The remains of the late Roman fortifications from the 4th century were then excavated from 2003 to 2004 on Münsterplatz. Since then there has been no doubt about the existence of the late antique fortress. This year, the city administration's plans to completely redesign the northern Münsterplatz took concrete shape. The soil interventions on an area of ??around 6000 m² in a highly interesting archaeological zone made possible a large-scale excavation, which was scientifically accompanied by the Baden-Württemberg State Monuments Office.

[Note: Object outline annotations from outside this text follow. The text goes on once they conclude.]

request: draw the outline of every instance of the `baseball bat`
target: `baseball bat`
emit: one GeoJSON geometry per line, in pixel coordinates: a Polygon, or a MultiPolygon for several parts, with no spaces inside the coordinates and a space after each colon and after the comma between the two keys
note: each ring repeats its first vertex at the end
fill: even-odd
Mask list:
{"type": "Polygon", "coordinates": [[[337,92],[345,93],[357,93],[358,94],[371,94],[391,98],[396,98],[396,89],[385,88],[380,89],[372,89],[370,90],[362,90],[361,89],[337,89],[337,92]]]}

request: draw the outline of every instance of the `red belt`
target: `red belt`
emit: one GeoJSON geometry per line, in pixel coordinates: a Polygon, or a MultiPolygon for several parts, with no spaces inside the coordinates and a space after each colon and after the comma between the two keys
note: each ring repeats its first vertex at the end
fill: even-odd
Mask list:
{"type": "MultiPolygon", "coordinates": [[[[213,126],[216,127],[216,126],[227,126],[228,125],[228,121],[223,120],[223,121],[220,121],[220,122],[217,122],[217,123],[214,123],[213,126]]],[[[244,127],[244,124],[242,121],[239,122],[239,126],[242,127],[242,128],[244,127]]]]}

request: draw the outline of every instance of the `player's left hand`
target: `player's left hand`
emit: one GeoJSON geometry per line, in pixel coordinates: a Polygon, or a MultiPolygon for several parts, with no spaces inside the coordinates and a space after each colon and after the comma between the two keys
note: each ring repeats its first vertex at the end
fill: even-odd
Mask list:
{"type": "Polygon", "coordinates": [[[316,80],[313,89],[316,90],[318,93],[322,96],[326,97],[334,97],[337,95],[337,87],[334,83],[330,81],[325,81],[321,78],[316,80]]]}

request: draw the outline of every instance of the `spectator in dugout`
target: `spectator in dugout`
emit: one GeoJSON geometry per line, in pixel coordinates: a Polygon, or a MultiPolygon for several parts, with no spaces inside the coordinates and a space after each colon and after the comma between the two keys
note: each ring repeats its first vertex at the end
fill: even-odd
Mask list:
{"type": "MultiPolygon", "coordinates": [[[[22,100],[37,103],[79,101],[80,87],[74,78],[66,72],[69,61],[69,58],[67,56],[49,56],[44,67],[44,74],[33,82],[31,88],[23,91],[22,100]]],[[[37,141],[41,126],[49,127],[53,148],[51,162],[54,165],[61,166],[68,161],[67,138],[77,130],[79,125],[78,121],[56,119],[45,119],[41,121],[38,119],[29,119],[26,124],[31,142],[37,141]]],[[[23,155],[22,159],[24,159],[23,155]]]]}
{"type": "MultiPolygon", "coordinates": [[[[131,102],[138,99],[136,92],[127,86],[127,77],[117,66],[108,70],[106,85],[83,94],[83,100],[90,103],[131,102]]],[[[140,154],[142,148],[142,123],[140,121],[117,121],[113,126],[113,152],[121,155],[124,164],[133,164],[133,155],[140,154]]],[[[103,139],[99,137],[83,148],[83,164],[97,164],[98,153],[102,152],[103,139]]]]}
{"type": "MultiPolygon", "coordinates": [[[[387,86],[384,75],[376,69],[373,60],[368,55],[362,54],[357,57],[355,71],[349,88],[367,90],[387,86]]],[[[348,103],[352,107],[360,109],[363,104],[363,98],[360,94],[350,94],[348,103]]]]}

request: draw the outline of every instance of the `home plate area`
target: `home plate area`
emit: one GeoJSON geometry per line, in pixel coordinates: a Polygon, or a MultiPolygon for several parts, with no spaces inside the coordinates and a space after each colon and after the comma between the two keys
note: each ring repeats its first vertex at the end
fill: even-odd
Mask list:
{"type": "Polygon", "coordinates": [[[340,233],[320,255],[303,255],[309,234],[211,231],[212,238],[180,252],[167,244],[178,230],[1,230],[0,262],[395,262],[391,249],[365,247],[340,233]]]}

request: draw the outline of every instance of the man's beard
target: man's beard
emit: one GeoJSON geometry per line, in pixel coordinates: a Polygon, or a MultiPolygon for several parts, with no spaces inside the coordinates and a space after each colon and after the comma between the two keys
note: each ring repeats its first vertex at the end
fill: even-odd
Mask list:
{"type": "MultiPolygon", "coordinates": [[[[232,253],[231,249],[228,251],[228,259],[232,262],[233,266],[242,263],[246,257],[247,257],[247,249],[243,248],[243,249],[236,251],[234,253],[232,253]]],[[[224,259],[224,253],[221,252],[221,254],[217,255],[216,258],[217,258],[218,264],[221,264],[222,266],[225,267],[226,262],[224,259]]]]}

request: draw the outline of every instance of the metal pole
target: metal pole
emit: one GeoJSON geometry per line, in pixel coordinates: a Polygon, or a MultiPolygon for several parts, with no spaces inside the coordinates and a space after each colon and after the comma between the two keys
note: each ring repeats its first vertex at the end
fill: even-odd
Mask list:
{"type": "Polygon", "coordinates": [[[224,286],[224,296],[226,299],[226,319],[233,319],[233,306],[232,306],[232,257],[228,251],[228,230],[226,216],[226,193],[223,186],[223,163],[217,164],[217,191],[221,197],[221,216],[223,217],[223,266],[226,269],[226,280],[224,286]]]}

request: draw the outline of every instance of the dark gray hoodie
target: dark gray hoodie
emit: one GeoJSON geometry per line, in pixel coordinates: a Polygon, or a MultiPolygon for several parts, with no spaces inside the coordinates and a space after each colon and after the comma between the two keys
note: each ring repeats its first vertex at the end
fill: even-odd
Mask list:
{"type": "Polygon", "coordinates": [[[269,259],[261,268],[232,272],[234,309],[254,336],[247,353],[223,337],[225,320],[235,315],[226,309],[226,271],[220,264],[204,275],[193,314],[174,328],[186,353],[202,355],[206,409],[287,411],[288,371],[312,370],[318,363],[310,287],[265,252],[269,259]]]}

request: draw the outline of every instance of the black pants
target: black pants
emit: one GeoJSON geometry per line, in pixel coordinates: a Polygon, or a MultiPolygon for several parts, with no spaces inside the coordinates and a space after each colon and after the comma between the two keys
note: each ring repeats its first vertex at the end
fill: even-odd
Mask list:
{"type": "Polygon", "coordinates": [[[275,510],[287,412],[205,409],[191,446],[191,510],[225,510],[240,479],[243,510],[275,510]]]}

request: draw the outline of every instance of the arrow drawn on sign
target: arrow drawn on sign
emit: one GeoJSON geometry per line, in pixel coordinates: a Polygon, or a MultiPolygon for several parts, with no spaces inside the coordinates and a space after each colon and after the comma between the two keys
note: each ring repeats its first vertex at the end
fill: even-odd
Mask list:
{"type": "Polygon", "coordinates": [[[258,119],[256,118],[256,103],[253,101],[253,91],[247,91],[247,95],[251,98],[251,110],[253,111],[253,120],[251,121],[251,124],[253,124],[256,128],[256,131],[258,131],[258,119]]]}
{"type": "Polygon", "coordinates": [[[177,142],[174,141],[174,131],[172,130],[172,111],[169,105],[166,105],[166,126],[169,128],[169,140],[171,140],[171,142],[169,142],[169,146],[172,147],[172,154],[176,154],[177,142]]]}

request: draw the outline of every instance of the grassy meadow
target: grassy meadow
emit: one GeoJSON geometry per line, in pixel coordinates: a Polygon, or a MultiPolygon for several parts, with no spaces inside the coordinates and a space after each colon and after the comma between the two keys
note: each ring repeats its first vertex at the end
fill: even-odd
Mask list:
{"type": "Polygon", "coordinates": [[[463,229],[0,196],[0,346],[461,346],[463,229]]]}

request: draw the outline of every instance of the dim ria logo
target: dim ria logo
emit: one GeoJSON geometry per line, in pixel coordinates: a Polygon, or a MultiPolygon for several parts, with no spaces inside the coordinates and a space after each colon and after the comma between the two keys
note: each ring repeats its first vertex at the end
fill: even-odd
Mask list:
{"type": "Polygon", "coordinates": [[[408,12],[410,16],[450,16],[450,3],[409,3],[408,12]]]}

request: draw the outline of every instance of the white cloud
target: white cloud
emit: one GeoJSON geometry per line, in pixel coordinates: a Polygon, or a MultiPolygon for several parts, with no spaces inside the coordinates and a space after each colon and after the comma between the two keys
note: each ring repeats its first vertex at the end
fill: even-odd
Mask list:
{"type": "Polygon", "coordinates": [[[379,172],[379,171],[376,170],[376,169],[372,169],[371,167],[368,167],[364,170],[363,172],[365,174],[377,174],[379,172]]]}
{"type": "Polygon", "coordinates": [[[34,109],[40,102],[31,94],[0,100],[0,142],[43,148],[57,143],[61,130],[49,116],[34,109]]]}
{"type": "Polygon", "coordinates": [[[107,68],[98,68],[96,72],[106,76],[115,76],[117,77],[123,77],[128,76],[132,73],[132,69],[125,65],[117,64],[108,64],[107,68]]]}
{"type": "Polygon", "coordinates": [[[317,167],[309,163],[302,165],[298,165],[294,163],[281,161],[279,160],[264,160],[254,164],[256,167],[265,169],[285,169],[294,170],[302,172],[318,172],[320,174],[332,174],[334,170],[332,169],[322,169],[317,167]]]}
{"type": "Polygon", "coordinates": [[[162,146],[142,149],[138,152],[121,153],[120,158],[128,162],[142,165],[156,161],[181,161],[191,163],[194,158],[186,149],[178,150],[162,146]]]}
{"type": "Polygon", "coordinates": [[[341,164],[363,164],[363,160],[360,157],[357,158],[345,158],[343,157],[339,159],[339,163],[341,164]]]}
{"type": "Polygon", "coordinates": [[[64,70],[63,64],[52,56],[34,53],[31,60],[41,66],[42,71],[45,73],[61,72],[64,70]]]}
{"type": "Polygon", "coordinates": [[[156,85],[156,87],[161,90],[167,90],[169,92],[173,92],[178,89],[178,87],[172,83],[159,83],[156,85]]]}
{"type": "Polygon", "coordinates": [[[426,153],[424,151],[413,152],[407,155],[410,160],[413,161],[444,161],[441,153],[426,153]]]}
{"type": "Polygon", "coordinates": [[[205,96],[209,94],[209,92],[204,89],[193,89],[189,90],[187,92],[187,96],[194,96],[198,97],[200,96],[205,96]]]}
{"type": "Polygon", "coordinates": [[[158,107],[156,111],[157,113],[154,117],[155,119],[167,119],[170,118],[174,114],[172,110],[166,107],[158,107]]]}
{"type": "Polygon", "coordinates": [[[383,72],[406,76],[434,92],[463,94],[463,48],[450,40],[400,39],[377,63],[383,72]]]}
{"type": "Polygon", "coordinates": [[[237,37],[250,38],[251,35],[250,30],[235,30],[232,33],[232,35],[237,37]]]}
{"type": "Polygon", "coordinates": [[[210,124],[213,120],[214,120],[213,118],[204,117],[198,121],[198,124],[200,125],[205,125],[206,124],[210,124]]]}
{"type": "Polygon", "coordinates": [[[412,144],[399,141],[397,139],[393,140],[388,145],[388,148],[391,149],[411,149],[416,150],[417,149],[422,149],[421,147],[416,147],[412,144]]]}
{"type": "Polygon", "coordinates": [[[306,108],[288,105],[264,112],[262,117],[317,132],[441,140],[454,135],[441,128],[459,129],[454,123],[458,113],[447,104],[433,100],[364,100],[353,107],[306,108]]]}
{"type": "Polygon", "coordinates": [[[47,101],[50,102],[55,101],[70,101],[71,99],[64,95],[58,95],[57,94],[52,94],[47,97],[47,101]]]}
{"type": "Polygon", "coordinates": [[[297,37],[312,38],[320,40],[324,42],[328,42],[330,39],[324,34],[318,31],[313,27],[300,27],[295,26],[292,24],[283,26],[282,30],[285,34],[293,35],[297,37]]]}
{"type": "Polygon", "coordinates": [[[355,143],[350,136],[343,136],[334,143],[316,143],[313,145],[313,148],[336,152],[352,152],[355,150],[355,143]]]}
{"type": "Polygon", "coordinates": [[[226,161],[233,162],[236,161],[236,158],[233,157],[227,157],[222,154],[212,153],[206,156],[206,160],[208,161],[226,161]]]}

The excavations were also carried out using the latest EDP technology and were essentially completed by the end of December 2004. Among other things, it produced important results on the Roman city history of Constance. After extensive excavations, the remains of the wall of the late antique tower foundation, ditches and a well were archaeologically examined and appropriately conserved. A total of around 400,000 small finds were recovered, mostly ceramic fragments.
What was spectacular was the discovery and confirmation of the (unexpectedly large) late Roman fort and the preservation of the construction finds of its defenses and inner buildings, which have been uncovered in small parts. The findings about the early Roman military installation and the burial ground on the cathedral hill, which was already known before the excavation, were also revealing. From 2005 to 2007, the first results of the excavations were presented as part of a traveling exhibition “In the protection of mighty walls. Late Roman forts in the Lake Constance region” to a broader public.
Some of the small finds pointing to the late Roman period, the wheel sigillata, have already been worked on by Wolfgang Hübener. It comes from Lavoye and was made in the period from about 330-360 AD. The late type of terra sigillata indicates a Roman military presence on the cathedral hill in Constance during this period.